So pretty confident this is the issue (though it's always possible there are more bugs that could cause the same behavior of closing the wrong FD).

As for possible fixes, this seems like it should probably be considered a bug in containerd's runc v2 shim. However, we need to check with them as it's possible they explicitly did not want to handle this case where a shim stays alive after it has no containers left to manage and then starts managing more.
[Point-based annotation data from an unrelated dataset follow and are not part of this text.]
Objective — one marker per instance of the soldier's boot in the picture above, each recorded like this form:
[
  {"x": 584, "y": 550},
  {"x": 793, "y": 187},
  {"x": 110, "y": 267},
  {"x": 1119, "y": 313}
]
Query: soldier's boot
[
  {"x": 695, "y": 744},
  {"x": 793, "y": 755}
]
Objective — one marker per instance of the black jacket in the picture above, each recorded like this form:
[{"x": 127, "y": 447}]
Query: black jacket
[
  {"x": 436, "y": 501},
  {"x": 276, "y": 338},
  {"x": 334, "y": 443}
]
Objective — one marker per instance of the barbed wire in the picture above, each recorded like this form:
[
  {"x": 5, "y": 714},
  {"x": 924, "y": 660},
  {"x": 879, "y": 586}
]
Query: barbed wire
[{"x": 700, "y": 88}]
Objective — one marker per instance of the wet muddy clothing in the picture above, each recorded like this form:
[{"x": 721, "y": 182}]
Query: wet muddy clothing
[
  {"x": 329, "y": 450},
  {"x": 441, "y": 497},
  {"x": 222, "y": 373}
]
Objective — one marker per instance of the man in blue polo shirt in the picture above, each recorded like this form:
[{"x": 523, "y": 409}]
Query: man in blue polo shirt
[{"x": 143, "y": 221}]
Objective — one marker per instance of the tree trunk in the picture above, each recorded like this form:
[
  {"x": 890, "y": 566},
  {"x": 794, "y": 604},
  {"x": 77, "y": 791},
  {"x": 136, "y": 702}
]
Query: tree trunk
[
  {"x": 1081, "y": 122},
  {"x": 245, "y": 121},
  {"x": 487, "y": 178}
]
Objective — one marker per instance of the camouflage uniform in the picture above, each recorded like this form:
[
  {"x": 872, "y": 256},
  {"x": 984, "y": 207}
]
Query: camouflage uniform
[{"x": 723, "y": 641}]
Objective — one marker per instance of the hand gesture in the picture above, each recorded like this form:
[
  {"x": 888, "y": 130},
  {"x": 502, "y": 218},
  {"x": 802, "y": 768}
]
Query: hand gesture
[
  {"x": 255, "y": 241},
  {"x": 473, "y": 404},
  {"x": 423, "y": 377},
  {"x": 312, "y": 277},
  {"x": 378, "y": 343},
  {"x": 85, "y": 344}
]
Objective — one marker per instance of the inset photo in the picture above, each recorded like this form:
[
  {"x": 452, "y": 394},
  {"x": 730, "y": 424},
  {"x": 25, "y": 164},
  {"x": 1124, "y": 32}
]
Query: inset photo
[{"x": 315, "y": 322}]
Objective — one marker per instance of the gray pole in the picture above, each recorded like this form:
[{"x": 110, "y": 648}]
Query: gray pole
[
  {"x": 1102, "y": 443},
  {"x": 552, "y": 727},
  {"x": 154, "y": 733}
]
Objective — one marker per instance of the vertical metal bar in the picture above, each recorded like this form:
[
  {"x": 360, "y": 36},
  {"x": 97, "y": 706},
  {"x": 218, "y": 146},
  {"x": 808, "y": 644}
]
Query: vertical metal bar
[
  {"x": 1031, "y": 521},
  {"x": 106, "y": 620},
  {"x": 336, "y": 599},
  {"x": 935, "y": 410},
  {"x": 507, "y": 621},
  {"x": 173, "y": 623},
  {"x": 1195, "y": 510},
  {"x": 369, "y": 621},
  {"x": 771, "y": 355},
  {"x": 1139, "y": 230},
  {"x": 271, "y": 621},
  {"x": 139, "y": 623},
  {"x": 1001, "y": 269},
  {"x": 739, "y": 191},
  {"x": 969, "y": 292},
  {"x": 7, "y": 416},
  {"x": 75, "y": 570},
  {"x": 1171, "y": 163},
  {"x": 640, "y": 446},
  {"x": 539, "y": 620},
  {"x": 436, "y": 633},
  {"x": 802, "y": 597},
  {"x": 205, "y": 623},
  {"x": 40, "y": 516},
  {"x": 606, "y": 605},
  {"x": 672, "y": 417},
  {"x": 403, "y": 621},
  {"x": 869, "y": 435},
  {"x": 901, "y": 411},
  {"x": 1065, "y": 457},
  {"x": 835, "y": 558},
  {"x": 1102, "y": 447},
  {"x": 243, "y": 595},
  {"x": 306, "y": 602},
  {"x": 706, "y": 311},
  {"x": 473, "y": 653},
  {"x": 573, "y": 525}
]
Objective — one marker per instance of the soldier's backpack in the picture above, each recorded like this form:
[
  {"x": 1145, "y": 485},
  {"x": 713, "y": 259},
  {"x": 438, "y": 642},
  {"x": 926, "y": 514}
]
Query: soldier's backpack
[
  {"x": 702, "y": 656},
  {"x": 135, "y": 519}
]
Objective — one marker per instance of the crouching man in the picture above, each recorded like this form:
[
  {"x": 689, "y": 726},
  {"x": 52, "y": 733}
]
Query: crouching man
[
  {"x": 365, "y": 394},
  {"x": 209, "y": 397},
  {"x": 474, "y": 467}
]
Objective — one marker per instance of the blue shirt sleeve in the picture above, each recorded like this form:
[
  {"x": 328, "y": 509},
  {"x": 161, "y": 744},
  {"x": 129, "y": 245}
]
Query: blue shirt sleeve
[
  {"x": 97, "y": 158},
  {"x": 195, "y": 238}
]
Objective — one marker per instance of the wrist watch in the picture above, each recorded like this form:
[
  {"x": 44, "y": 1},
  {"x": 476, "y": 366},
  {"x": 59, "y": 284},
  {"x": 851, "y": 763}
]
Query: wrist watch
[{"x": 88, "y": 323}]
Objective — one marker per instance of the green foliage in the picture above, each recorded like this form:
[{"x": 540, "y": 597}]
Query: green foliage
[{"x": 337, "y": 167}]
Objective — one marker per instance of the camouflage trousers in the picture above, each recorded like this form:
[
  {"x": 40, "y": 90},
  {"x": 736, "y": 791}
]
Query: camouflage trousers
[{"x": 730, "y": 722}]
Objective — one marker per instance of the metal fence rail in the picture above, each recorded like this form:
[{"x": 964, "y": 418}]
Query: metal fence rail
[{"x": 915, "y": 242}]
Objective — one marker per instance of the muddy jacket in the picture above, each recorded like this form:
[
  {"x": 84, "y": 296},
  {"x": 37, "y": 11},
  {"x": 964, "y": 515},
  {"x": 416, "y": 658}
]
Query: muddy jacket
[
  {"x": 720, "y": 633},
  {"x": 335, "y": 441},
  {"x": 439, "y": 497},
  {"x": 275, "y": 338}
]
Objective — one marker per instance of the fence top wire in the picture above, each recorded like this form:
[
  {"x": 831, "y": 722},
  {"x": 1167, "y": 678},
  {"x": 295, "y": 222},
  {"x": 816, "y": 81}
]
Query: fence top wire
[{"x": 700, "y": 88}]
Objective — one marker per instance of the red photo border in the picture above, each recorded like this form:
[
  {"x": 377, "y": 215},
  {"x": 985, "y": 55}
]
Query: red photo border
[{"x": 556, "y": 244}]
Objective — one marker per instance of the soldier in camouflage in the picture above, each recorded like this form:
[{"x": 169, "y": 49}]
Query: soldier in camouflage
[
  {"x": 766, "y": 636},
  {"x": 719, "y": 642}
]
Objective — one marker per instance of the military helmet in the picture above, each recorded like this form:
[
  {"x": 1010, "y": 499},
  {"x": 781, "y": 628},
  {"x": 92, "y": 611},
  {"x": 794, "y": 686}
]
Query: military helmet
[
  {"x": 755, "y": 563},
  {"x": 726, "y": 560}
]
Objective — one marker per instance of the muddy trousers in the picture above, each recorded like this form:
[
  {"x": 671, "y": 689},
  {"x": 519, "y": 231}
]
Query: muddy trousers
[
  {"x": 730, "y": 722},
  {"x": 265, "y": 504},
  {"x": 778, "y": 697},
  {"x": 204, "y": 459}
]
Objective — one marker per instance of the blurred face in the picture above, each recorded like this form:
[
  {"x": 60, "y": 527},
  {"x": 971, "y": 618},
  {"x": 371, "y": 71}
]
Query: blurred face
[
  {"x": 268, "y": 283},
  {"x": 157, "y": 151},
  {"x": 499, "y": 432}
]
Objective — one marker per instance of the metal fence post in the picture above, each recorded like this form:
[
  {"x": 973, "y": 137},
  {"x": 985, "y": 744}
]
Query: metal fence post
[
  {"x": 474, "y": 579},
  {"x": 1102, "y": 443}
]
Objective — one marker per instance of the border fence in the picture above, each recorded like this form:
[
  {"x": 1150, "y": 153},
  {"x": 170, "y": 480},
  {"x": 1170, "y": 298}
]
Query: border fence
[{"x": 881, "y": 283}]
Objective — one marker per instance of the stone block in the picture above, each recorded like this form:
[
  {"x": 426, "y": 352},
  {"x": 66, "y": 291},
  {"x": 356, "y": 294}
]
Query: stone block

If it turns out they explicitly don't want to handle this case, then we may need to look into other options such as updating agent to just maintain a separate shim service object per task.

sipsma commented 4 years ago

Just an update, I've sent out PRs to fix this in containerd code on two levels:

https://github.com/containerd/containerd/pull/3896 moves platform.Close to the Shutdown method of the runc v2 shim, ensuring platform functionality stays available until the shim is actually shutting down
https://github.com/containerd/console/pull/34 wraps the unix.Close of the epoller FD in a sync.Once, ensuring even if callers do make platform.Close multiple times, at least the FD re-use bug won't occur again

kzys commented 4 years ago

The two PRs above have been merged and cherry-picked for containerd 1.3.x. So, we can close this issue once we upgrade containerd to either master, release/1.3 or not-yet-released 1.3.3.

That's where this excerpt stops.